Nicolas Jonard

Measuring the performance of lot-sizing techniques in uncertain environments

Cost-effectiveness and computational time are the traditional criteria for evaluating lot-sizing techniques. However, in evolving environments, frequent revisions of demand forecasts may induce various degrees of instability in planned orders, depending on the selected lot-sizing technique. In poorly flexible production systems, the cost of implementing these alterations may overcome the benefits from using a cost-efficient technique. In this paper, we evaluate lot-sizing techniques on the basis of two criteria. The first is the traditional cost-effectiveness criterion. The second, that we call robustness, is designed to capture some of the characteristic features of decision-making in uncertain environments. Robustness is related to the stability of the set-up streams when demand fluctuates. We propose and discuss several alternative measures of robustness. The simulation results clearly show an inverse relationship between cost-effectiveness and instability. Therefore, managers should take into account these two “opposite” dimensions in their decision process, under quite unforeseeable environments.

Knowledge Creation, Knowledge Diffusion and Network Structure

This paper models knowledge creation and diffusion as processes involving many agents located on a network. Knowledge diffusion takes place when an agent broadcasts his knowledge to the agents to whom he is directly connected. Knowledge creation arises when agents receive new knowledge which is combined with their existing knowledge stocks. Thus both creation and diffusion are network-dependent activities. This paper examines the relationship between network architecture and aggregate knowledge levels. We find that knowledge growth is fastest in a “small world”, that is, when the underlying network structure is relatively cliquish (dense at a local level) yet has short paths. This corresponds to a locally-connected graph which includes a few long-distance connections or shortcuts.

Interaction of Local Interactions: Localized Learning and Network Externalities

We extend the model of Nelson and Winter with a lattice-based spatial structure in order to study the effects of localized learning and increasing returns to adoption on the emergence and persistence of technological diversity. We break down the global effects analyzed in Jonard and Yildizoglu (1998) in order to understand the mechanism that is behind the complementarity between localized learning and externalities in the creation and persistence of diversity. We show that two configurations, which are commonly studied in the literature, with very localized learning on the one hand, and global externalities on the other hand, are actually very peculiar cases. They correspond to very stylized dynamics which cannot be obtained as limits of more general cases.

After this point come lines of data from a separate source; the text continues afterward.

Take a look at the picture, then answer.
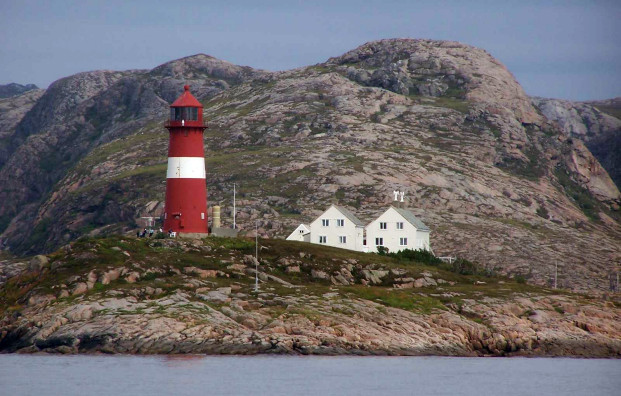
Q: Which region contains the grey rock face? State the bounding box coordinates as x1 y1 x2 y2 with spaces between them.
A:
0 83 39 99
532 98 621 187
0 40 621 289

Networks Competition under Local Interaction and Behavioral Learning

Diffusion is modelled as a repeated coordination game between a large number of locally interacting heterogeneous agents. Agents are represented with stochastic learning algorithms that generate robust path-dependent patterns of behavior. Formal analyses of such locally interacting systems encounter many technical difficulties, hence we run numerical simulations. We find that lock-in is positively correlated to the interaction distance. Diversity, i.e. simultaneous coexistence of networks, appears for small interaction distances but vanishes as the size of neighborhoods increases. We also find an inverse relationship between the interaction distance and the speed of standardization.